The site's value comes from its network. With the number of job seekers far surpassing the available jobs in most professions, it's not enough to simply submit resumes to human resource departments. Those who find jobs must be aggressive about getting a foot in the door. "The number one way you find a job is through referral and LinkedIn is the biggest referral network out there,"said Charlene Li, founder of the research outfit Altimeter Group.

This worked well for Seema Kumar. Kumar, 31, began a job search on LinkedIn last summer while working as a product manager at software company VMWare. The site helped her connect to people from prior jobs with whom she'd lost touch. "I looked at Craigslist for postings, but LinkedIn had a different caliber or quality of posting," she said. "It offered a more comprehensive way for me to look for opportunities." In November she began work as a product manager at social application maker Slide.com, a job she found on LinkedIn.

Employers also increasingly rely on LinkedIn to recruit and vet their potential hires. Drew Patterson, vice president of marketing for Kayak.com, used the site to find two of the five employees he hired last year, paying $195 to list his job posts for 60 days. In addition to his fellow Harvard alumni, and his former Columbia Business School classmates, Patterson considers LinkedIn among his most useful job networks. "LinkedIn is great because you have some sense of where this person is and how they fit into your world," he said.

To capitalize on the enthusiam, the company recently installed a new management team. Founder Reid Hoffman became CEO and chairman. Jeff Weiner, who left Yahoo last year, took over as interim president. And former Google director Deep Nishar joined the site to lead product management in December.

This team will experiment with new ways to make the site both more relevant and more profitable. Unlike many traditional boards, which receive revenue from job postings and thus lose money when companies are hiring fewer people, LinkedIn has many ways to make money. In addition to job postings and traditional advertising, it has built a healthy business out of licensing its software to companies for internal recruiting. In addition, individuals can pay for premium subscriptions.

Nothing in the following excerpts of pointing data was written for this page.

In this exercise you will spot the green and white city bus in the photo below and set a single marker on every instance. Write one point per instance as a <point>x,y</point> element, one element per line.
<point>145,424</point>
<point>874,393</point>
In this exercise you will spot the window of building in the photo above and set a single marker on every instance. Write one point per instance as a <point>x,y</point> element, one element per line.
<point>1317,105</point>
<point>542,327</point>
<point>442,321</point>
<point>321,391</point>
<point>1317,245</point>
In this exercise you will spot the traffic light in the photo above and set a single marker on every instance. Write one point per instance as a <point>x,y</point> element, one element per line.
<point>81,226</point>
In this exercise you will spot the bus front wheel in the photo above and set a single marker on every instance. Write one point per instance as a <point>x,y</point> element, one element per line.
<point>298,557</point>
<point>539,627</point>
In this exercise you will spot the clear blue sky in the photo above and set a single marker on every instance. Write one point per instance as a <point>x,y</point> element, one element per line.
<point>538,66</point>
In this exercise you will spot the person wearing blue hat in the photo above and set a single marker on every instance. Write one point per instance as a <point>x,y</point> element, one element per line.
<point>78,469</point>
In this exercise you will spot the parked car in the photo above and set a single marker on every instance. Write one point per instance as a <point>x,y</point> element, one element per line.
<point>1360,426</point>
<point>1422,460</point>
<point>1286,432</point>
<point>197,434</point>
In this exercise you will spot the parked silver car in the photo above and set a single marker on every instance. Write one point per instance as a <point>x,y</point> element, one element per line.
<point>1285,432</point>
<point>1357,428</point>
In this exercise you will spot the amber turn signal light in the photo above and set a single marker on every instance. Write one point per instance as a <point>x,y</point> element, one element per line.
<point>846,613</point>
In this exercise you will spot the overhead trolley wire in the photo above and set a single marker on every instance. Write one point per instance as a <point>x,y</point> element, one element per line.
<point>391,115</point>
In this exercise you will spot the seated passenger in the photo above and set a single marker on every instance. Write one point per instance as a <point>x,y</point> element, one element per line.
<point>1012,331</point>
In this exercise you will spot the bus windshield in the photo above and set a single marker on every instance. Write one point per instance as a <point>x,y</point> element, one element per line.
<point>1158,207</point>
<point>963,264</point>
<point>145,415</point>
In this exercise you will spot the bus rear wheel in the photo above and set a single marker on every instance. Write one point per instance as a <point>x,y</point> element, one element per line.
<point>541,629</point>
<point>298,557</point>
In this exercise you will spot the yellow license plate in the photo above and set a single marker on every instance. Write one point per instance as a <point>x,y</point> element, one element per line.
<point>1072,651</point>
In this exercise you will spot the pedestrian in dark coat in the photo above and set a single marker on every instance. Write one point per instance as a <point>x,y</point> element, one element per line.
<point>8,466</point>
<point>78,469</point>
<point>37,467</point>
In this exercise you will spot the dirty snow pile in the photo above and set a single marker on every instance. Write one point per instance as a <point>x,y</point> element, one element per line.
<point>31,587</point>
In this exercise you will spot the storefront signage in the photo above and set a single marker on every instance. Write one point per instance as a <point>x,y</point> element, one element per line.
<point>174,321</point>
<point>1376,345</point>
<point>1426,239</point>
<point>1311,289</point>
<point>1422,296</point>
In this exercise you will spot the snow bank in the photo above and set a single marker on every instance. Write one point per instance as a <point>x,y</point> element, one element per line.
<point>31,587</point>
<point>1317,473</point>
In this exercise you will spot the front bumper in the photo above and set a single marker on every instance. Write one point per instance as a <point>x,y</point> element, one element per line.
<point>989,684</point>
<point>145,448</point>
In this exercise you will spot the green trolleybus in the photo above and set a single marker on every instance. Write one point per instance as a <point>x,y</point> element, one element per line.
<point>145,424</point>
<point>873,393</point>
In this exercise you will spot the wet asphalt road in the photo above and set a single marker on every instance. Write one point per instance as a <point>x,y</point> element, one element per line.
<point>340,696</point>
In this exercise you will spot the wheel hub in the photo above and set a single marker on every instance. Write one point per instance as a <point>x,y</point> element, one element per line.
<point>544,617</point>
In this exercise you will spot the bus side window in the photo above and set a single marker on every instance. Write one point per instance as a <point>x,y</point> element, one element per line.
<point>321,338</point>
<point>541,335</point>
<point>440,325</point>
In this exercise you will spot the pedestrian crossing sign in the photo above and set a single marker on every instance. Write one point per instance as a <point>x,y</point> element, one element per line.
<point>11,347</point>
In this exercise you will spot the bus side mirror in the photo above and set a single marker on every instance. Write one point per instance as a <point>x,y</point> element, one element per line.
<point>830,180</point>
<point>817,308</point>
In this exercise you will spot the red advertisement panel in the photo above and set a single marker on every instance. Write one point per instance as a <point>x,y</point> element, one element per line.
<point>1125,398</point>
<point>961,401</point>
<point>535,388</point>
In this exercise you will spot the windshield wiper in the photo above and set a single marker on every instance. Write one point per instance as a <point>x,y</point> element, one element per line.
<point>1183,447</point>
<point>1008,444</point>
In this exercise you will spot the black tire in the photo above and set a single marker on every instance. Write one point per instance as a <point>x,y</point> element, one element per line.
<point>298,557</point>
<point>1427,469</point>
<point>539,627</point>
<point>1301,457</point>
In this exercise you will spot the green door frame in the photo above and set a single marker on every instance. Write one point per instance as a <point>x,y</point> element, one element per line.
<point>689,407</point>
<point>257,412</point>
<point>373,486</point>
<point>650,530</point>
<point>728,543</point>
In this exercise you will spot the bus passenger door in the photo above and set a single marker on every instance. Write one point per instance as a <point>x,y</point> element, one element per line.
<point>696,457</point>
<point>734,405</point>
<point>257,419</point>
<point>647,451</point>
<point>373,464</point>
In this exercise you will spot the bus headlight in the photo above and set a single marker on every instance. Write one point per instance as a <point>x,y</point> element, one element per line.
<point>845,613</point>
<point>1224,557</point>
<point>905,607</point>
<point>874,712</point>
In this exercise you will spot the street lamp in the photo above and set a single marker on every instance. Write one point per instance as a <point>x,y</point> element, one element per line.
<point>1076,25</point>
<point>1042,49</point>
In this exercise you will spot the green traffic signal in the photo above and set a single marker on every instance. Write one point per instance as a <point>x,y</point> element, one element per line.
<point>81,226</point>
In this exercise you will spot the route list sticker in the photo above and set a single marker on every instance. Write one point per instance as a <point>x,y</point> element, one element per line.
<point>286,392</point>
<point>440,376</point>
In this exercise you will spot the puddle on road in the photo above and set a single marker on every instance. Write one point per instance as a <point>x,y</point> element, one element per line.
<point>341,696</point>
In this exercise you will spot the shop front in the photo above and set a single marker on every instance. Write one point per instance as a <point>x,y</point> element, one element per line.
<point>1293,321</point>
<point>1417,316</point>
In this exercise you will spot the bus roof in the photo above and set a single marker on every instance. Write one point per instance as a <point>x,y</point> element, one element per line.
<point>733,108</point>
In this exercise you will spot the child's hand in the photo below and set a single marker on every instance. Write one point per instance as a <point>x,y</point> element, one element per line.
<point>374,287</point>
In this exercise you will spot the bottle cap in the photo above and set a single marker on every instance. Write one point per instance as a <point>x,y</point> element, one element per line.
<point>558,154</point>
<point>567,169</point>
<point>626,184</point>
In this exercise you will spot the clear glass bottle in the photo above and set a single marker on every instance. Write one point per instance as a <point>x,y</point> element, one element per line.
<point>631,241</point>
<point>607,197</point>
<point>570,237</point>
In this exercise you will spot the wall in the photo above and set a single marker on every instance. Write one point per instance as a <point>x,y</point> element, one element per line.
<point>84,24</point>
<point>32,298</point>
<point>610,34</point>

Not everyone believes that LinkedIn will be able to distinguish itself from other social networking sites over time. "How sustainable is it given that a lot of Facebook use is for professional interaction?" asks Gartner analyst Ray Valdes.

Indeed frustrated job seeker Cheryl Dowling, 33, from Charlotte, NC says she has made more potential job connections on LiveJournal and Facebook than LinkedIn, explaining, "The people that I have friended in LJ and Facebook are actual friends that seem more interested in helping one another out, and are more likely to take that extra few minutes to pass on information when they hear it."

But LinkedIn has never billed itself as a place friends go to connect. It's about professional presentation. And with one member signing up for the site every second, it's growing increasingly useful to employers and employees alike.